P’tit quinquin, Bruno Dumont
Avec : Alane Delhaye, Lucy Caron, Bernard Pruvost, Philippe Jore
Année : 2014
Géniale mise en tension de polar horrifique (on songe beaucoup à la première saison de True Detective ou à Twin Peaks) et de burlesque méta, P’tit Quinquin y va sa petite révolution. Grand aficionados des comédiens amateurs, son réalisateur Bruno Dumont (La vie de Jésus, Ma Loute…) impose via cette dynamique un style inimitable.
Au gré des vacances pas comme les autres de "P’tit Quinquin", ado habitant du Boulonnais, au fil des déambulations improbables du commandant Van der Weyden et de son assistant Rudy Carpentier, le cinéaste dessine un espace surréaliste et dont l’imaginaire fourmille de poésie et de non-sens. Dans ce paysage péri-urbain peuplé de personnages improbables et aux visages atypiques, rien n’est filmé ou pensé sur un plan réaliste.
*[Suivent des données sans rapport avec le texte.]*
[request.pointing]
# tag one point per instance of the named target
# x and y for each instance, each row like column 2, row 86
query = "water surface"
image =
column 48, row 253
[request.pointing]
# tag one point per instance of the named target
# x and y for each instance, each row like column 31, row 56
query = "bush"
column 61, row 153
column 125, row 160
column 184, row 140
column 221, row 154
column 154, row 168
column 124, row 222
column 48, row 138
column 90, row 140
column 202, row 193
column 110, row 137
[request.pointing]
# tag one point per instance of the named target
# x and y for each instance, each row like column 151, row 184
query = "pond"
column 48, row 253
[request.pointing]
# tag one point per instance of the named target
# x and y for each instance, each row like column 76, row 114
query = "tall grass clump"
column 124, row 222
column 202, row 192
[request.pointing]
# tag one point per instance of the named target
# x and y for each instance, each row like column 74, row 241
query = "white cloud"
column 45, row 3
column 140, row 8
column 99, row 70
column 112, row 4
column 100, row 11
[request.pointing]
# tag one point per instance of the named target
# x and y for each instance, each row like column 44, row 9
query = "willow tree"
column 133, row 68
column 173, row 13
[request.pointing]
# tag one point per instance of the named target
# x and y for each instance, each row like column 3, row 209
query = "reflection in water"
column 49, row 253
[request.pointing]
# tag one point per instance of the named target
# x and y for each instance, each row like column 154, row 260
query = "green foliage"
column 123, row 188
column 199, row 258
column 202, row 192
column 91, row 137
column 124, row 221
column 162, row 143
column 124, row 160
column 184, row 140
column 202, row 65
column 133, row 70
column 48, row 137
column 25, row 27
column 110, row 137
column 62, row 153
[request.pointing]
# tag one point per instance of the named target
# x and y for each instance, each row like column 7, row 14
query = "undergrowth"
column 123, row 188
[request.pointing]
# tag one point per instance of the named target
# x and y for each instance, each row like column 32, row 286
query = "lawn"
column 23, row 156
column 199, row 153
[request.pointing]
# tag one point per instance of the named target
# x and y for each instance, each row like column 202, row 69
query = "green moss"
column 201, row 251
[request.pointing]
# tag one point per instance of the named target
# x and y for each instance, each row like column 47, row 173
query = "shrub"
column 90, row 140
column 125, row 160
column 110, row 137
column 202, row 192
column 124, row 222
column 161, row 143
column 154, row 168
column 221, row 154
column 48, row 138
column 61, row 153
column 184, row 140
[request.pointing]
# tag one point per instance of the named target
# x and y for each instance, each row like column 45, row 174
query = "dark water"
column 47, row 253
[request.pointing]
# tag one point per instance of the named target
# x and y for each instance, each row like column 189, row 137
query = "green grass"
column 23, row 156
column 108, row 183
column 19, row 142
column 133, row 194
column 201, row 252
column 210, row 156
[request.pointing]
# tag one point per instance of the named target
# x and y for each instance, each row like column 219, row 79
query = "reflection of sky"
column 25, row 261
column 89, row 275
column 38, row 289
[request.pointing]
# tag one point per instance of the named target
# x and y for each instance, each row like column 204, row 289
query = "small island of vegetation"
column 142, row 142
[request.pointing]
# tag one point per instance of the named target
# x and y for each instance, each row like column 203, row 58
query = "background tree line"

Beaucoup ont prêté à cette mini-série ou film en quatre épisodes (dont la suite se nomme "Coincoin et les Z’inhumains") des velléités sociologiques larvées, lui reprochant sa caricature du nord de la France et de ses habitants. Pourtant, là n’est pas la question puisque l’optique à la fois fictionnelle et presque fantastique de l’objet désamorce justement toute possibilité de le rapprocher au réel.
C’est un monde fantasmagorique qu’il est préférable de pénétrer comme on pénètre un territoire poétique et peuplé de chimères. Ainsi, l’une des premières choses vues par "P’tit Quinquin" durant cet été de vacances qui s’amorce est une vache extraite par un hélicoptère d’un blockhaus. L’image est on ne peut plus fantastique et remémore tant les cadavres retrouvés par le duo de policiers dans True Detective saison 1 que le final gonflé et en apesanteur de Ma Loute (Bruno Dumont, 2016).
Outre la comédie policière poilante et dopée par les longs silences et incompréhensions des enquêteurs, P’tit Quinquin contient également une chronique sensible de l’enfance et de la pré-adolescence. Il y a du Jacques Tati à travers la cocasserie énigmatique des situations et un profond attachement aux personnages autant qu’aux acteurs – entre les deux, la frontière demeure d’ailleurs justement des plus poreuses.
Mention spéciale pour les innombrables scènes hilarantes : celles de la fanfare, la cérémonie des anciens combattants, le sketch de la voiture de fonction, du briefing au restaurant… Autant de moments délirants qui, sous couvert d’un humour à la Marx Brothers, se permet aussi d’illustrer en creux et en miroir les affres de notre (in)humanité (racisme, exclusion, handicap…). Sublime et inénarrable.